On Friday, I attended a talk at work on the Europa Explorer study, a flagship NASA mission concept that is currently being considered, in competition with three other candidates, for a 2015-2025 launch window. This is a big mission (a budget of about $3 billion) and would orbit Europa for a full year. The orbiter includes a host of remote sensing instruments to tackle the big science questions, such as “Is there really a liquid ocean beneath the icy surface?” and “What processes are currently active on Europa?”

At one point, the presenter noted that they’d like to have lower-orbit “dips” late in the mission, to improve the quality of subsurface sounding (searching for that ice/ocean boundary, which is expected to be tens or hundreds of kilometers deep).
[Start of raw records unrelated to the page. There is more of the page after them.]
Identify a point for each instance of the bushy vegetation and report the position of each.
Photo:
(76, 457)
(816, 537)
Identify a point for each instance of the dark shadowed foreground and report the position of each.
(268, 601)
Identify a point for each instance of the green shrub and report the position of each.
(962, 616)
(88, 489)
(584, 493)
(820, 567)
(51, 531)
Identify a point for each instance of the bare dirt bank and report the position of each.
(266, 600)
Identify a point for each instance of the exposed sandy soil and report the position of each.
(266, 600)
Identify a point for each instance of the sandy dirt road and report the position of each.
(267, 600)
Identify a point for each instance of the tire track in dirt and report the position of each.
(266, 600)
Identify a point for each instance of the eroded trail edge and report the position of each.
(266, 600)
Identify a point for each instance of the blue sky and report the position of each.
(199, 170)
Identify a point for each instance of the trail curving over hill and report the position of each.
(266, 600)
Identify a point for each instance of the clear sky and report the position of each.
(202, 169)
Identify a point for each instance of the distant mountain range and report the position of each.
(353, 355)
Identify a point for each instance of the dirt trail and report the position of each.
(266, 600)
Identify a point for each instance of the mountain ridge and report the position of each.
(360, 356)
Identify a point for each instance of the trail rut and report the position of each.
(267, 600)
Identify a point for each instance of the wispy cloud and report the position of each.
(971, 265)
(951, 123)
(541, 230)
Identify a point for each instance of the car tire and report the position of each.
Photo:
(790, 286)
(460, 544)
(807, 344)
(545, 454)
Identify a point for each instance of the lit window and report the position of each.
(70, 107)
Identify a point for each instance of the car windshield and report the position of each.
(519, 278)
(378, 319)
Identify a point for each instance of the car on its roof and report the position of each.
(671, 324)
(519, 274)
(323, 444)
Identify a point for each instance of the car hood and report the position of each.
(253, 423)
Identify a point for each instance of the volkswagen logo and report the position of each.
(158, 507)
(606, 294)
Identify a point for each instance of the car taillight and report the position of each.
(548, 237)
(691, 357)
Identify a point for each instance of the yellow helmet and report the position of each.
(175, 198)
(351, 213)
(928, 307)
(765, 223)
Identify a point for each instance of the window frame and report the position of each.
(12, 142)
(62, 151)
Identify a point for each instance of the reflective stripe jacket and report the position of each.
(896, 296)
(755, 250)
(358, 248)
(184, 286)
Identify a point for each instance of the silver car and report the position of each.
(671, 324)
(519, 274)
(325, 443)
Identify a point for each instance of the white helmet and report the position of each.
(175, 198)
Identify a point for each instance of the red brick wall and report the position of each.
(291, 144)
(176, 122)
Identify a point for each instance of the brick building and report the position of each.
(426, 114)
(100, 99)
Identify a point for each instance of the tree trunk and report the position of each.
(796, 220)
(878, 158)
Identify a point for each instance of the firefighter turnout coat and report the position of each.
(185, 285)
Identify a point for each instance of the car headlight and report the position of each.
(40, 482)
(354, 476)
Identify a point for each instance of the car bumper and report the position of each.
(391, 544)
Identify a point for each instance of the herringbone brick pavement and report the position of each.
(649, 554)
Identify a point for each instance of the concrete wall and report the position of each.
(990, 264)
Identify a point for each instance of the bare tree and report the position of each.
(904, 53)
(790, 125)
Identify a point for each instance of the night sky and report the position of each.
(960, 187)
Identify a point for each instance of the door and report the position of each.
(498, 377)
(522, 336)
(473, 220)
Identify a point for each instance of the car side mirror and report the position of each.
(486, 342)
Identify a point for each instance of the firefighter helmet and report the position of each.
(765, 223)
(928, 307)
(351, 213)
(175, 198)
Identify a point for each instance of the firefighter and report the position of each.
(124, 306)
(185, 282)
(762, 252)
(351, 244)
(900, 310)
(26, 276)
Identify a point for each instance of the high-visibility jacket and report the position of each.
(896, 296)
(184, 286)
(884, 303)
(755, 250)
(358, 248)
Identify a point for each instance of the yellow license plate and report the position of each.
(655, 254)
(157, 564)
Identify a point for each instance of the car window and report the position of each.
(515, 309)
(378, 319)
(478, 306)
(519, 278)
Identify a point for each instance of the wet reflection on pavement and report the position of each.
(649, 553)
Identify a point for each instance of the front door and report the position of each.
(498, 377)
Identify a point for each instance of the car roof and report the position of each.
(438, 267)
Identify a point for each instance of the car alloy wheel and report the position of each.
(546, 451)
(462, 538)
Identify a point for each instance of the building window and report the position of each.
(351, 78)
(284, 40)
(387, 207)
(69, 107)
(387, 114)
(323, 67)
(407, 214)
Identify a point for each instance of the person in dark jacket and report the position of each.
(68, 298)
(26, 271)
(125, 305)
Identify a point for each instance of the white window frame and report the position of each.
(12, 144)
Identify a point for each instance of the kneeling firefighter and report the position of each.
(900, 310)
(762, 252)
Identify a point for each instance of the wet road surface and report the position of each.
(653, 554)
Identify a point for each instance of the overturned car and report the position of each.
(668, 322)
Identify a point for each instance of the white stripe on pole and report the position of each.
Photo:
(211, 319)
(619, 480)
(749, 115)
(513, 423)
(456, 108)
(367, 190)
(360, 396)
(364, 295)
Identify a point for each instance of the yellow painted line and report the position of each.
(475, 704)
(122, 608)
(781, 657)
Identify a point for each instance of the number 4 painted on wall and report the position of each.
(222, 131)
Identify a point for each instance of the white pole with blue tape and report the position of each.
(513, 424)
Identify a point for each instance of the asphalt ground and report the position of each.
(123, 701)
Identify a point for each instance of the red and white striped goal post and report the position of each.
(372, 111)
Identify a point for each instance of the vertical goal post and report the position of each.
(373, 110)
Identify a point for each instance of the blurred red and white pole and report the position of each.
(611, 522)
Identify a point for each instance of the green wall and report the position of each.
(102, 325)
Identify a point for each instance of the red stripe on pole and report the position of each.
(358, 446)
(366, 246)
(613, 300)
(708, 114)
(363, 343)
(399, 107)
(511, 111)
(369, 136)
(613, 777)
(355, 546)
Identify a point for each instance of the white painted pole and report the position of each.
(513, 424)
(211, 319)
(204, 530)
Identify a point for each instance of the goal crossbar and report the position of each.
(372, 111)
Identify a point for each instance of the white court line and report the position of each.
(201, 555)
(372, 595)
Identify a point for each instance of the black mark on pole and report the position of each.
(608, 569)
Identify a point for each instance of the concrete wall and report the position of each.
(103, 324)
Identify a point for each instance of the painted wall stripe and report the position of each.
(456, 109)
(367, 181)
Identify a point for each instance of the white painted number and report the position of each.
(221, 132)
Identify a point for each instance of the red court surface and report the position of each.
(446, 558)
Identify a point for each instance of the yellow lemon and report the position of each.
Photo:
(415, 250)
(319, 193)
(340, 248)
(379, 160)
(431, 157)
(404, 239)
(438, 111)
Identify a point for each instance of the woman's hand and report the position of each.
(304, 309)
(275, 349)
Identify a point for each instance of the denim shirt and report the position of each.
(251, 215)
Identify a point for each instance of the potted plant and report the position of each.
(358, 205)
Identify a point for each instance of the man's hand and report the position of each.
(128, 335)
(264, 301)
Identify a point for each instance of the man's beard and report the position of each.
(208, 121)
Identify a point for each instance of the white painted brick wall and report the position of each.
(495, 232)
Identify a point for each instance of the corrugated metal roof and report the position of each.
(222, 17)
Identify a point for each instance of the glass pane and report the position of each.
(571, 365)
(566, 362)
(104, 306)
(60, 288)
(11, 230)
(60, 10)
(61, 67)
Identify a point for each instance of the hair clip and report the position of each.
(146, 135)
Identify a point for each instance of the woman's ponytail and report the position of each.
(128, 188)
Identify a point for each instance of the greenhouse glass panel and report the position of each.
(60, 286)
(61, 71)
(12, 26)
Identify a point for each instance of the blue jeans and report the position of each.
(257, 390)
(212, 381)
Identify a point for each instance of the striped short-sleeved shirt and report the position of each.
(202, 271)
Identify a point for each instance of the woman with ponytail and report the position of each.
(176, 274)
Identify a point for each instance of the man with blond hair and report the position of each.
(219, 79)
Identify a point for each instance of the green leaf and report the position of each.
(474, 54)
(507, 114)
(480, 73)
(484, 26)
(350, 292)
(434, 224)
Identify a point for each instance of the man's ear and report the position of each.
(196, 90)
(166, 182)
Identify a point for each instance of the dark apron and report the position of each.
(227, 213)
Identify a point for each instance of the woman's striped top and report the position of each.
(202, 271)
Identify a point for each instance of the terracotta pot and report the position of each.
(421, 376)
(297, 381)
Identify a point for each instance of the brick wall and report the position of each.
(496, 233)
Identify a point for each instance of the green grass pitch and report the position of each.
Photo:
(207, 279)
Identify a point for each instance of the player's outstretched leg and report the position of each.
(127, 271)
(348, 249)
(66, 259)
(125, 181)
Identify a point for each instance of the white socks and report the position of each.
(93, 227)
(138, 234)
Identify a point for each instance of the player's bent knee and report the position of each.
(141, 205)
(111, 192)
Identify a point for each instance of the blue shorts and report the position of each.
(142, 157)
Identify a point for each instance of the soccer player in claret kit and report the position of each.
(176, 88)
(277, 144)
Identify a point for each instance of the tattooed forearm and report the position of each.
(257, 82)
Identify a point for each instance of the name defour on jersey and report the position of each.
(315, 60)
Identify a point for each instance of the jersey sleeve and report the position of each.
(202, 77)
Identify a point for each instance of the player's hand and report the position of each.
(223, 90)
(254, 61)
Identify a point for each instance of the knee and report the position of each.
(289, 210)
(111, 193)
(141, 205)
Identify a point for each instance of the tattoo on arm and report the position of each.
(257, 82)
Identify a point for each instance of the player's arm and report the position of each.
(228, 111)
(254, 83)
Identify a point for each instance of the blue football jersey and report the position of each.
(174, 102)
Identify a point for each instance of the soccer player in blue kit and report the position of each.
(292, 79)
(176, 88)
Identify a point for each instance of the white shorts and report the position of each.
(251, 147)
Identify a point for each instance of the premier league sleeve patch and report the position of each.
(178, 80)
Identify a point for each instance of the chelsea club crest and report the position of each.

One person in the audience asked, “Why do you have to dip down? There’s no atmosphere to scatter the signal,” and without thinking I said, “Because signal power falls off as R^4,” which was straight from the material we’ve been covering recently in my Remote Sensing class. (R is the range from the instrument to whatever it is imaging, and active instruments pay an R^2 penalty in both directions.) Technically, it’s the signal-to-noise ratio that falls, but it’s such a big hit with the two-way signal path that it matters a lot. Even though there’s no atmosphere, the signal is attenuated by the distance.

Having a bit of new knowledge pop up when it’s relevant is a nice payoff for the time invested in this class. Two more lectures, one homework, and one final to go!